Heart failure - Prevention 

Preventing heart failure 

Many of the factors that increase your risk of developing heart failure can be managed either by making lifestyle changes or by taking medicines.

In particular, high blood pressure (hypertension) and smoking are risks for heart health, and tackling them could help reduce symptoms and improve quality of life.

Stop smoking

Giving up smoking (if you smoke) is likely to be the single biggest way to cut your risk of developing coronary heart disease and heart failure. Tobacco smoke can damage your heart in a number of ways, forcing it to work harder.

Smoking also tends to make the blood thicker and slows down blood flow, increasing the risk of blood clots (thrombosis). It damages the linings of the arteries, causing them to fur up. This furring up of the arteries (atherosclerosis) is a main cause of coronary heart disease, stroke and some forms of dementia.

Research has shown that you are up to four times more likely to give up smoking successfully if you use NHS support, together with stop-smoking medicines. Ask your GP about this or visit the NHS Smokefree website for more information.

Reduce your blood pressure

If your blood pressure is too high, your heart has to work harder to pump blood around your body. To cope with the extra effort, the heart muscle thickens over time, and will eventually become too stiff or weak to work properly.

Keeping your blood pressure at a healthy level can stop or delay this happening so it may be useful to have your blood pressure checked regularly.

It may be necessary to take blood pressure medicines (usually more than one) to get your blood pressure down to a healthy level. It is important you and your doctor choose the medicine or combination of medicines that will suit you.

Reduce your cholesterol level

High levels of cholesterol (fat) in your blood can cause furring and narrowing of the arteries (atherosclerosis), heart attacks and strokes.

The risk of coronary heart disease – and therefore heart failure – increases as the level of cholesterol in your blood increases. If you have other risk factors, such as high blood pressure or you smoke, the risk is even higher.

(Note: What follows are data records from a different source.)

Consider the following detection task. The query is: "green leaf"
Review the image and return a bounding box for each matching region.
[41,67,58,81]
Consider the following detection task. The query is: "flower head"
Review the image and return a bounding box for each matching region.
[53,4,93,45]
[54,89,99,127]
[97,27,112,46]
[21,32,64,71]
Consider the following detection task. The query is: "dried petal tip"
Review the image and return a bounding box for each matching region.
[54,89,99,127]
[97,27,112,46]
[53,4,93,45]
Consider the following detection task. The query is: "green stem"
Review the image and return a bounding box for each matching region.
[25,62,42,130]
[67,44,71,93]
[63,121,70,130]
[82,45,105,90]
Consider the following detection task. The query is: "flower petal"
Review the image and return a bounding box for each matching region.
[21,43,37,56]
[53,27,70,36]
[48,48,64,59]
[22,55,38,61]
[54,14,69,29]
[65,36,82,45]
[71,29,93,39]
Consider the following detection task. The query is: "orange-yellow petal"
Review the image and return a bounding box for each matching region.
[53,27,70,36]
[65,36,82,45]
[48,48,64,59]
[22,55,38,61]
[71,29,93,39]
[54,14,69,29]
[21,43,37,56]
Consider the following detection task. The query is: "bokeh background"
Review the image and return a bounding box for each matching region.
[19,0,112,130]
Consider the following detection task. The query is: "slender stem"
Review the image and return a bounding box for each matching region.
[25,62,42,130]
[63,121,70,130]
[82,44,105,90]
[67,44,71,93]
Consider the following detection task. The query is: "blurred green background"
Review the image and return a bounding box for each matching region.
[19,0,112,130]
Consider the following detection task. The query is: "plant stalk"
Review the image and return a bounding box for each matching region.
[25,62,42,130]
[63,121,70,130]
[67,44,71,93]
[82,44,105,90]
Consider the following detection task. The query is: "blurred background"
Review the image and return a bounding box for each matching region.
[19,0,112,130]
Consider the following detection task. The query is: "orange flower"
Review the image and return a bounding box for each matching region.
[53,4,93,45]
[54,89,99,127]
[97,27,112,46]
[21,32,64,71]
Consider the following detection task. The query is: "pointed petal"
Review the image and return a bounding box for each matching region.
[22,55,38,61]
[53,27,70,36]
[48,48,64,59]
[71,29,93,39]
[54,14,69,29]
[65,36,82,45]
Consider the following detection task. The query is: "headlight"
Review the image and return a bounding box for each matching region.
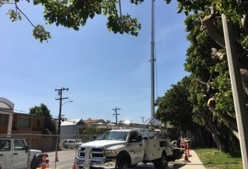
[106,150,117,156]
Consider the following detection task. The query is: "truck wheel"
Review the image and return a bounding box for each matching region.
[117,159,129,169]
[153,153,168,169]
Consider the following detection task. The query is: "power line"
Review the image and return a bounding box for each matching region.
[112,107,121,124]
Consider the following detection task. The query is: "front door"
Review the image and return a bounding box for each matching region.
[12,139,28,169]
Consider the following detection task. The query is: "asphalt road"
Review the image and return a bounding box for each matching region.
[48,150,185,169]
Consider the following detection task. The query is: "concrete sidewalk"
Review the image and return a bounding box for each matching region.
[133,150,206,169]
[171,150,206,169]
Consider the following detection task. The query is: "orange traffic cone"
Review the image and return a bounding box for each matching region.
[72,158,77,169]
[41,154,46,169]
[183,150,190,162]
[55,151,59,162]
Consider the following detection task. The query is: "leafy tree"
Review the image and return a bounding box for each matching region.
[0,0,143,42]
[156,77,193,131]
[29,103,56,134]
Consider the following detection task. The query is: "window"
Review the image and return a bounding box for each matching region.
[14,140,26,151]
[129,131,139,141]
[0,140,10,151]
[18,118,31,128]
[0,114,9,125]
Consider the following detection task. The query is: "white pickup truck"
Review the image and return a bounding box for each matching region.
[76,128,175,169]
[0,137,49,169]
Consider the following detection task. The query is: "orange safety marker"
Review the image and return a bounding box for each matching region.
[55,151,59,162]
[72,158,76,169]
[41,154,46,169]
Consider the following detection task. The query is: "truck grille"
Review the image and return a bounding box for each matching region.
[80,147,104,158]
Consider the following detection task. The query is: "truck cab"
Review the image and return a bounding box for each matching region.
[77,128,172,169]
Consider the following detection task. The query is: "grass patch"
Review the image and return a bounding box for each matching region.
[194,148,243,169]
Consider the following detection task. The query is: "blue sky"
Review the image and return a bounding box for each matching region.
[0,0,189,123]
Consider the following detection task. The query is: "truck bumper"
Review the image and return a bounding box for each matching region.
[76,157,116,169]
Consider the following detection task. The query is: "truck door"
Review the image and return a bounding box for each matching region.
[12,139,28,169]
[128,131,144,164]
[0,140,12,169]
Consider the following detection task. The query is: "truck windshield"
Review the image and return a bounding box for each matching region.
[97,131,128,141]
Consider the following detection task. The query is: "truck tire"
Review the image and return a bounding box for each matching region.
[117,158,130,169]
[153,153,168,169]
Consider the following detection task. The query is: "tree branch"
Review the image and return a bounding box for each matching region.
[15,2,35,27]
[211,48,226,61]
[202,7,225,48]
[241,13,248,33]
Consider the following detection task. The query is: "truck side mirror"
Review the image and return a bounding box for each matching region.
[25,146,29,153]
[137,135,142,142]
[93,136,97,141]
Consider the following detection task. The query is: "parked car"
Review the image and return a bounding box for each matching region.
[0,137,49,169]
[63,139,83,149]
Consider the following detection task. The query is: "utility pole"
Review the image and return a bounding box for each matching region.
[221,14,248,169]
[55,87,69,135]
[140,116,145,123]
[112,107,121,125]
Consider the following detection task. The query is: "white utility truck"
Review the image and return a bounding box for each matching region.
[0,137,49,169]
[76,124,175,169]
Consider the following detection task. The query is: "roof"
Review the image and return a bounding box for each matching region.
[0,97,14,111]
[84,118,105,124]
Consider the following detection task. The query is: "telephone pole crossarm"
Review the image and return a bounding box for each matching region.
[112,107,121,125]
[55,87,69,135]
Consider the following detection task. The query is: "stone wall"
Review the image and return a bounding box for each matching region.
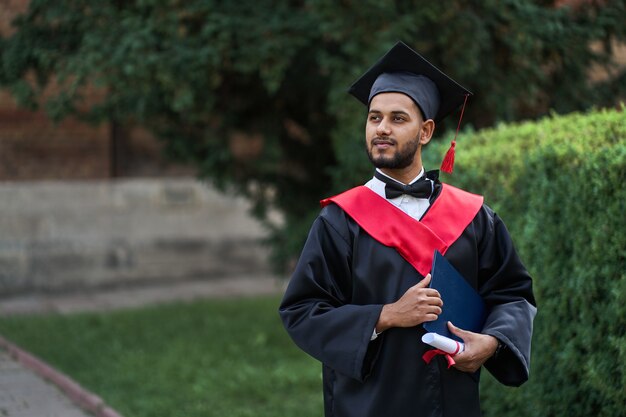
[0,178,269,296]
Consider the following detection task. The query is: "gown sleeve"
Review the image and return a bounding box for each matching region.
[479,210,537,386]
[279,205,383,381]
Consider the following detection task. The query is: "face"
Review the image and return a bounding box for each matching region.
[365,93,430,169]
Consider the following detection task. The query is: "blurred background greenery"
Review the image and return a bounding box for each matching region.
[0,0,626,417]
[0,0,626,268]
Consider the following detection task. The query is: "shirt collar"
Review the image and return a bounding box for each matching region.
[374,167,424,184]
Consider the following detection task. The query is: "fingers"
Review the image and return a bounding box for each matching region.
[448,321,472,341]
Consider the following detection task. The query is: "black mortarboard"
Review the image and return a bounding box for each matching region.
[348,42,472,122]
[348,42,472,173]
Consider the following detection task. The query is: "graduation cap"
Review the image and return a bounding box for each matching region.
[348,42,472,172]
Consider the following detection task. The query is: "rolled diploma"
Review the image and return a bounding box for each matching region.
[422,333,465,355]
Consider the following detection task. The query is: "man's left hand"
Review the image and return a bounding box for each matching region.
[448,322,498,372]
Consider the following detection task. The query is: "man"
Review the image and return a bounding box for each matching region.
[279,43,536,417]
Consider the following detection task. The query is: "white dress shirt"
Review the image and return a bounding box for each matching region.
[365,167,430,341]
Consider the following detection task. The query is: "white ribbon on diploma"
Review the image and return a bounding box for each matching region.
[422,333,465,355]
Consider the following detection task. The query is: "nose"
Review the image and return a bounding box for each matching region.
[376,117,391,136]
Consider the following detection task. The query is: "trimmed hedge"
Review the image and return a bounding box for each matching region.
[425,106,626,417]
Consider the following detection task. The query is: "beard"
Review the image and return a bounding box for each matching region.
[365,134,422,169]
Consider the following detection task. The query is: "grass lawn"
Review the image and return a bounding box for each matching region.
[0,297,323,417]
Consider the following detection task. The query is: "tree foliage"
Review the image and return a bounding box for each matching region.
[0,0,626,261]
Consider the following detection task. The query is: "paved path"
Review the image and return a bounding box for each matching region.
[0,276,284,417]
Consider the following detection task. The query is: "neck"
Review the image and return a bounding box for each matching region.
[380,161,422,184]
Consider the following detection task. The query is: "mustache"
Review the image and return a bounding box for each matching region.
[370,136,397,145]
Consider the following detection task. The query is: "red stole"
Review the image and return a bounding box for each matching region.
[320,184,483,276]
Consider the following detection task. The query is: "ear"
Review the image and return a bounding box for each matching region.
[420,119,435,145]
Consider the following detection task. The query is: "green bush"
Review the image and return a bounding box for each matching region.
[426,109,626,417]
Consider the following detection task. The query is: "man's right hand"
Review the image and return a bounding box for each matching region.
[376,274,443,333]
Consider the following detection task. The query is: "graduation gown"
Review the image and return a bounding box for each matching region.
[279,184,536,417]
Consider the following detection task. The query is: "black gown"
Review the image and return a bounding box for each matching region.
[279,186,536,417]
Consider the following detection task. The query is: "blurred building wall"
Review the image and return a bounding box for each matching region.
[0,0,269,297]
[0,178,269,296]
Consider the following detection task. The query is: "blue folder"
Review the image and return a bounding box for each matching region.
[423,251,486,342]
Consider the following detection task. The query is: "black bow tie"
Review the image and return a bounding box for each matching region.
[374,171,434,198]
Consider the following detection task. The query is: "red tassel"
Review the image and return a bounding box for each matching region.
[440,94,469,174]
[441,140,456,174]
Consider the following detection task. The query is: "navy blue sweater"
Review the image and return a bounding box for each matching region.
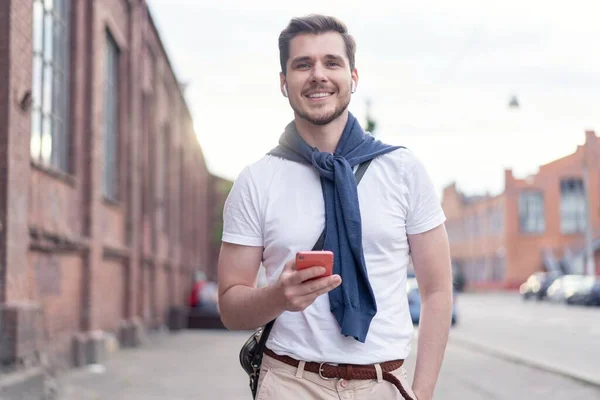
[268,113,399,343]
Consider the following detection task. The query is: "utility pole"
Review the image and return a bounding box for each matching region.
[583,148,596,276]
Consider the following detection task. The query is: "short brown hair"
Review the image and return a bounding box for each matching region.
[279,14,356,75]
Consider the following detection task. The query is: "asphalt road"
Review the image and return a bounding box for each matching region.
[452,294,600,385]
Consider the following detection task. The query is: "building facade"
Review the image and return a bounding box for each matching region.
[0,0,212,382]
[443,131,600,288]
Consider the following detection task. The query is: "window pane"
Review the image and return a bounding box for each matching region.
[104,34,119,199]
[33,0,44,53]
[32,56,42,108]
[44,0,54,10]
[44,13,55,61]
[29,109,42,161]
[42,65,54,115]
[42,117,53,164]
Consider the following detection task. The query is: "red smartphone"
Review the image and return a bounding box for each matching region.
[296,250,333,281]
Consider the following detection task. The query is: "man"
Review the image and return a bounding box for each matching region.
[219,15,452,400]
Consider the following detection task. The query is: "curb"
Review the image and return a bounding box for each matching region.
[448,336,600,388]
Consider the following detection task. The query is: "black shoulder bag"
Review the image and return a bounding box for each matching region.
[240,160,371,399]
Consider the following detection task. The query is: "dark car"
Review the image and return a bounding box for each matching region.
[519,271,562,300]
[406,278,458,325]
[567,277,600,306]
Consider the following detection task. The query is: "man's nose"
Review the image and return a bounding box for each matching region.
[312,63,327,82]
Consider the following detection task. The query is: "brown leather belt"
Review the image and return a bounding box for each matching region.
[265,348,414,400]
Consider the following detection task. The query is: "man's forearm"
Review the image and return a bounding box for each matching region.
[219,285,284,330]
[413,292,452,400]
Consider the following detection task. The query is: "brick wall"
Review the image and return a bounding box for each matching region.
[443,131,600,288]
[0,0,212,376]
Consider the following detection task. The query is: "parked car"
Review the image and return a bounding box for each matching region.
[519,271,562,300]
[406,278,458,325]
[548,275,593,303]
[567,276,600,305]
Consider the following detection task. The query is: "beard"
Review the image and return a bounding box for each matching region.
[290,90,350,126]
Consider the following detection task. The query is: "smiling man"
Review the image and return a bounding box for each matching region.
[219,15,452,400]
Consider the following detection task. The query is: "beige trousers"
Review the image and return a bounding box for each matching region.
[256,354,416,400]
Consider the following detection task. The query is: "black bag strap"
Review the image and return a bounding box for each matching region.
[252,160,373,355]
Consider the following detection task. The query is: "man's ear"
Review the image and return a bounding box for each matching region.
[351,68,358,93]
[279,72,288,97]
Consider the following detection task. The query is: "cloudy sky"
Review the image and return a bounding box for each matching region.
[148,0,600,198]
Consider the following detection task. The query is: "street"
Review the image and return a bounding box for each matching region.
[61,294,600,400]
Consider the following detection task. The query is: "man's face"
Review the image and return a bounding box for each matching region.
[281,32,358,125]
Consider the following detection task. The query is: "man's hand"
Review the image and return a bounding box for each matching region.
[274,259,342,311]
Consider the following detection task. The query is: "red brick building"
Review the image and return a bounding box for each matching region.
[0,0,212,384]
[443,131,600,288]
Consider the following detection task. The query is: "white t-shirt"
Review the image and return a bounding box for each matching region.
[223,149,445,364]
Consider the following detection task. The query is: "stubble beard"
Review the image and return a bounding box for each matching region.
[290,96,350,126]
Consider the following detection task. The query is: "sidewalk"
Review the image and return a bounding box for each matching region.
[60,330,252,400]
[450,293,600,388]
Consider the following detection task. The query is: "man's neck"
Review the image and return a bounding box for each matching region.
[295,110,348,154]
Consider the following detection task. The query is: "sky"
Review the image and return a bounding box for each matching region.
[148,0,600,195]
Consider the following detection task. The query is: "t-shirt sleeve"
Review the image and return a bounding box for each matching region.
[222,167,263,246]
[405,156,446,235]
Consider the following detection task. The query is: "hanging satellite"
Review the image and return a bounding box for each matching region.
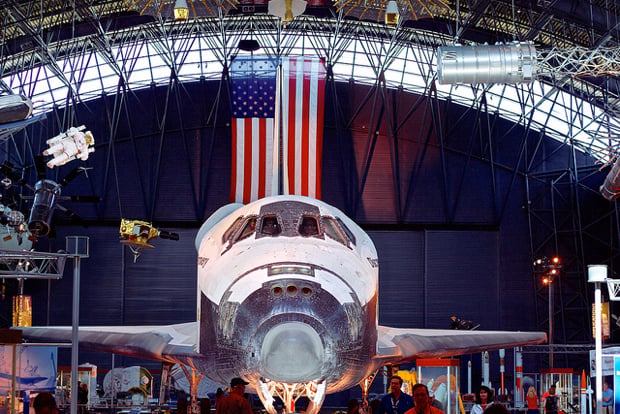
[43,125,95,168]
[119,218,179,263]
[267,0,306,23]
[0,95,32,124]
[0,156,101,237]
[0,200,36,251]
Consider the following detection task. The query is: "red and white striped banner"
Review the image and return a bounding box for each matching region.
[282,56,325,199]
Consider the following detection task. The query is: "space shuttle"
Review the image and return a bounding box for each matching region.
[20,195,546,413]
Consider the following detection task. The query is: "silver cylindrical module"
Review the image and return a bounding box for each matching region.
[437,42,537,84]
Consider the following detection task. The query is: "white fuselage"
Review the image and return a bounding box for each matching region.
[196,196,378,390]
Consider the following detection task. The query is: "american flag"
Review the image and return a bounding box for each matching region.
[231,56,325,203]
[230,57,278,203]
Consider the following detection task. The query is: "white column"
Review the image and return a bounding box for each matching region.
[588,265,607,414]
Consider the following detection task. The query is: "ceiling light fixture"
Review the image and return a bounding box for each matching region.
[174,0,189,22]
[385,0,400,26]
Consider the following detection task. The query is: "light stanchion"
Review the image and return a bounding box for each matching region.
[588,265,607,414]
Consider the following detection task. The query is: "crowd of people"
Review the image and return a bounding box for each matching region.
[32,375,614,414]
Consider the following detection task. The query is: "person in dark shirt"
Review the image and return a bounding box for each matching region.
[215,378,253,414]
[378,375,413,414]
[32,392,58,414]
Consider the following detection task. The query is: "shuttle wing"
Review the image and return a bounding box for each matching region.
[375,326,547,364]
[18,322,199,362]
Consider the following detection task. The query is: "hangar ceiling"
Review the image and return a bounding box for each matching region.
[0,0,620,358]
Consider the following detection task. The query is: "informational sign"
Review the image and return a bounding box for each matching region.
[609,356,620,414]
[0,346,58,392]
[592,302,609,340]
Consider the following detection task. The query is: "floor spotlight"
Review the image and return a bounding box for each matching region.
[437,42,537,84]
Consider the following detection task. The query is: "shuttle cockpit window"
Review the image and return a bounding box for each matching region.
[321,217,349,247]
[336,217,355,245]
[222,217,244,243]
[299,216,319,237]
[235,217,256,241]
[260,216,282,236]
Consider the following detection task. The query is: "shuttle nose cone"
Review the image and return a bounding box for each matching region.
[260,322,324,382]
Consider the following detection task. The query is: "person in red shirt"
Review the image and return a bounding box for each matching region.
[525,387,539,414]
[215,378,253,414]
[405,384,444,414]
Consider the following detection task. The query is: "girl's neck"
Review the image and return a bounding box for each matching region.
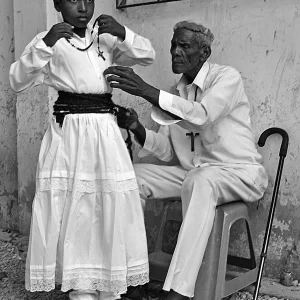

If your cholesterol level is too high, your doctor will usually first advise you to make some changes to your diet (switching to a low-fat diet) and to take plenty of regular exercise.

If, after a few months, your cholesterol level has not decreased, you will usually need to take cholesterol-lowering medicines called statins.

Lose weight

If you are overweight, added pressure will be placed on your heart, increasing your risk of coronary heart disease and heart attack. Both of these make heart failure more likely.

Following the advice below will help you lose weight, as well as lowering your risk of developing heart failure.

Eat a healthy diet

A healthy diet can help reduce your risk of developing coronary heart disease and therefore heart failure.

If you already have heart problems, eating healthily can help protect your heart from getting worse, as well as protecting you from other diseases, such as diabetes and some types of cancer.

Keep active

Regular physical activity can keep your heart healthy and help you maintain a healthy weight.

You do not need to join a gym or start running marathons, but including exercise in your daily routine will help. If you do not have a good level of mobility, you may be able to do arm or wheechair-based exercises.

Drink within safe limits

Drinking more than the recommended amount of alcohol can increase your blood pressure, which can lead to heart failure.

Heavy drinking over a number of years can damage your heart muscle and lead directly to heart failure, as well as having many other harmful effects on your health.

Men who regularly drink more than three to four units of alcohol a day, and women who regularly drink more than two to three units a day are likely to be damaging their health.

Read more about cutting down your alcohol consumption.

Cut your salt intake

Too much salt can raise your blood pressure, so reducing the amount you eat will help keep your blood pressure down and reduce your risk of developing heart failure.

People of African-Caribbean descent appear to be more at risk of the harmful effects of salt compared with people from other ethnic groups.

However, it is rarely helpful or necessary to have a diet that is very low in salt. Avoiding adding salt to food at the table or during cooking and not eating too much obvious salty foods, such as curry, salted snacks and pizza, is a good start.